Indian Army regiment

The 12th Armoured Regiment is an armoured regiment which is part of the Armoured Corps of the Indian Army.
The regiment was raised as an all-class regiment on 1 October 1984 by Lieutenant Colonel L.R. Vaid at Kapurthala with Vijayanta tanks.

== History ==
The regiment was subsequently converted to T-90 tanks. The regiment has served in Operation Trident, Operation Rakshak I and Operation Rakshak II.

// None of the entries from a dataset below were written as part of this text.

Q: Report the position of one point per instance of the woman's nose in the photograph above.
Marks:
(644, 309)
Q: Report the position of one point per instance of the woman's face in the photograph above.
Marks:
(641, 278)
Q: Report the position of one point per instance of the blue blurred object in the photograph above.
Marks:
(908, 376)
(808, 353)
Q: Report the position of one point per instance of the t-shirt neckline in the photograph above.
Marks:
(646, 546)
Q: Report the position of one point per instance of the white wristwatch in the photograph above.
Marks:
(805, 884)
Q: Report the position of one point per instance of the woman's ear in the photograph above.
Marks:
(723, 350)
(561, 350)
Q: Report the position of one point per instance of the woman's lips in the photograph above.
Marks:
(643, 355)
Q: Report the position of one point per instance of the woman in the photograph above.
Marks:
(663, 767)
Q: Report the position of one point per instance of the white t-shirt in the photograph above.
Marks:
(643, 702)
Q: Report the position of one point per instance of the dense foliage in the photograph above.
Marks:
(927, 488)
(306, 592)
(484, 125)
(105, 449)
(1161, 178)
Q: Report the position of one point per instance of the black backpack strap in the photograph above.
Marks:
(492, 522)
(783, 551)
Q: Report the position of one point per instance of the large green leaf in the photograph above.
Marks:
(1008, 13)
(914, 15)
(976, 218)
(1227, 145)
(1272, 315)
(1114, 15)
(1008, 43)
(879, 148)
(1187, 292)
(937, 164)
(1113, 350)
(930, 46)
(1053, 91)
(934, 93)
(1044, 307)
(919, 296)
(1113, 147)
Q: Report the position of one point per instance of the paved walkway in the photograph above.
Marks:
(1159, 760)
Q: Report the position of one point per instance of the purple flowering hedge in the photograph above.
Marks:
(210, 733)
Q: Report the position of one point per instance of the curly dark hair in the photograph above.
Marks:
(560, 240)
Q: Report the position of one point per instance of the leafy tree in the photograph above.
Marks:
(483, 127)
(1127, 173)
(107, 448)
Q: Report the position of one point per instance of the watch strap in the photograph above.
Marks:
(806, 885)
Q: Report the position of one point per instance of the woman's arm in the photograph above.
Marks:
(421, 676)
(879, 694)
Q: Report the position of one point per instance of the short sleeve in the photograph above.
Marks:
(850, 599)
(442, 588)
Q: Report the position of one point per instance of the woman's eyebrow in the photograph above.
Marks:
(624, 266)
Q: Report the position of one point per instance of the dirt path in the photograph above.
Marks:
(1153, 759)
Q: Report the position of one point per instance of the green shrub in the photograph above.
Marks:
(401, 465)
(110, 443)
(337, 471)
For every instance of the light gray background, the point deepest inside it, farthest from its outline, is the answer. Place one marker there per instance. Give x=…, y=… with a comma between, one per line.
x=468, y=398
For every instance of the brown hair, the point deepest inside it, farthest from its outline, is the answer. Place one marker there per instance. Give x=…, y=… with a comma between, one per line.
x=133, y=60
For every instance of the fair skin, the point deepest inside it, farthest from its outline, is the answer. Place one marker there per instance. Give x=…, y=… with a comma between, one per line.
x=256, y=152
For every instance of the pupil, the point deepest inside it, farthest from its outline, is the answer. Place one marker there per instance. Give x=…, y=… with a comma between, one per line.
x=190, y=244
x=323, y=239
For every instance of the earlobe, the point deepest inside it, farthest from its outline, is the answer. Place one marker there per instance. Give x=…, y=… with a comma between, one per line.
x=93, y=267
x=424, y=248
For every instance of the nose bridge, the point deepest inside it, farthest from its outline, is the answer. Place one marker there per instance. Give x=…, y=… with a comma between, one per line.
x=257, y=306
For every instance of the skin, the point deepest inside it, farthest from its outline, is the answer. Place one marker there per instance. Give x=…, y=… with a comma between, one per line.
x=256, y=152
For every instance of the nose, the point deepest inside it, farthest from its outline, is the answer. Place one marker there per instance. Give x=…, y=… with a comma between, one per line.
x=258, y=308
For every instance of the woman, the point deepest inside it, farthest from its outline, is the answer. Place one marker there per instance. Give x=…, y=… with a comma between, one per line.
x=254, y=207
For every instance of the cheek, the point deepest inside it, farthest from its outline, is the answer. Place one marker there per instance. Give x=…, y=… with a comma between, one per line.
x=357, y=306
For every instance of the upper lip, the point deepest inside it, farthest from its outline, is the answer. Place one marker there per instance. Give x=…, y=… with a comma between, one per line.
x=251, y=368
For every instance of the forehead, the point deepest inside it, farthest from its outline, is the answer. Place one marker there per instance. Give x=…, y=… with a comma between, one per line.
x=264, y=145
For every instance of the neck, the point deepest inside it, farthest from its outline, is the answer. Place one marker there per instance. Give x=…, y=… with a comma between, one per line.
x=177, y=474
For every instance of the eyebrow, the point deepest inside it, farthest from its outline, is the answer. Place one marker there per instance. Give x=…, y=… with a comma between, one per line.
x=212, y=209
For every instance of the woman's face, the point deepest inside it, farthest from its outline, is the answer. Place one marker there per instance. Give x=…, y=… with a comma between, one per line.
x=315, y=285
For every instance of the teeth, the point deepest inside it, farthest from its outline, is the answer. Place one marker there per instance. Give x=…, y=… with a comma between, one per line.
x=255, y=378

The regiment has adopted the nickname Barasinghas (meaning 12-point stag), and representing the Barasingha, or swamp deer (Rucervus duvaucelii), a deer species endemic to India. This was inspired by the statue of a barasingha stag in full cry in the palace of the Maharaja of Kapurthala. Each of the tines of the antlers is said to symbolise one of the 12 tank troops of the regiment.

The Regiment had the honour of participating in the annual Republic Day parade in 2004 and 2005.

The Regiment was presented the ‘President's Standards’ at Babina on 19 October 2010 by the then President of India, Mrs Prathiba Patil.

The regiment was awarded GOC-in-C, South Western Command Unit Citation in 2018.

==Regimental Insignia==
The cap badge of the unit has crossed lances and pennons, with the numeral 12 at the crossing, with the regimental motto inscribed on a scroll below in Devanagari script. The cap badge is in silver plate for officers and nickel plate for other ranks. The motto of the regiment is "Shauryamev Jeevnam" which means 'life with valour'.